Interrogé, ce mercredi, sur ces faits, Florian Gragnic a maintenu sa version avec un certain aplomb. « Nous n’avons pas la même interprétation ». Selon lui, le désir était partagé. « Quels signes, quels gestes vous ont permis de penser cela ? », a interrogé Aude Buresi, évoquant le cas de Nathalie. « Son regard, sa respiration… J’étais davantage à l’initiative mais cela s’est fait naturellement », indique Florian Gragnic. « Elle ne m’a pas repoussé quand je l’ai embrassé. Elle n’a pas dit non », avance-t-il. « Mais à quel moment a-t-elle dit oui ? », rétorque fermement la présidente, « Le consentement, il se joue avant l’acte, pas pendant ». L’accusé concède : « J’aurais peut-être dû lui demander si je pouvais aller plus loin ».

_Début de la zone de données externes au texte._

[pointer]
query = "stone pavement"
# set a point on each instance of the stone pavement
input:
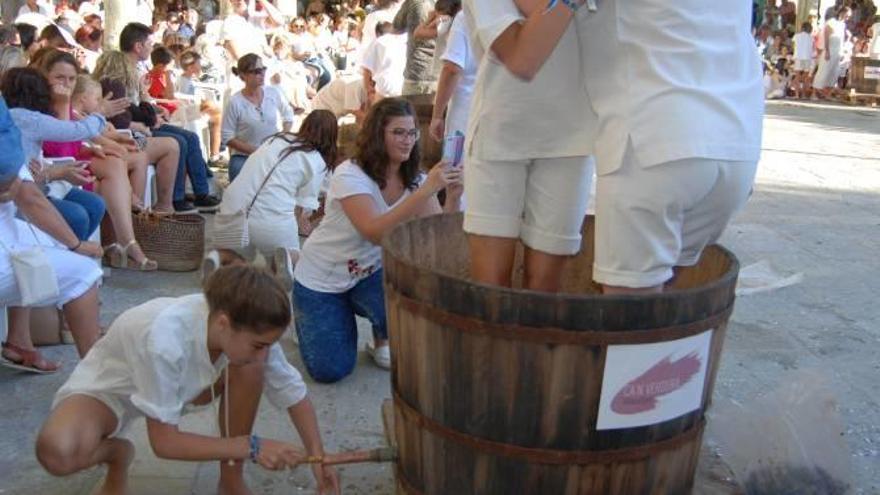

Requalification des faits en « viol en concours » ?
En fin de journée, une dernière partie civile, la quatrième, est venue à la barre témoigner. C’est elle qui avait déposé plainte la première. C’est la seule que Florian Granic reconnaît avoir violée. Un viol, commis en deux temps, en avril 2017 à l’entrée du pont des Indes entre Lorient et Lanester. Toujours marquée, devant la cour, elle a revécu cette scène ou plutôt cet « enfer ». « J’ai cru que j’allais mourir », a-t-elle lâché. Son souhait aujourd’hui ? « Que l’accusé reconnaisse aussi les faits pour les autres parties civiles. »
Ce jeudi, le caractère sériel des viols sera mis au débat. La présidente souhaite en effet poser la question de la requalification des faits en « viol en concours », chose rare. La peine encourue ne sera alors plus 15 ans mais 20 ans de réclusion criminelle. Verdict vendredi.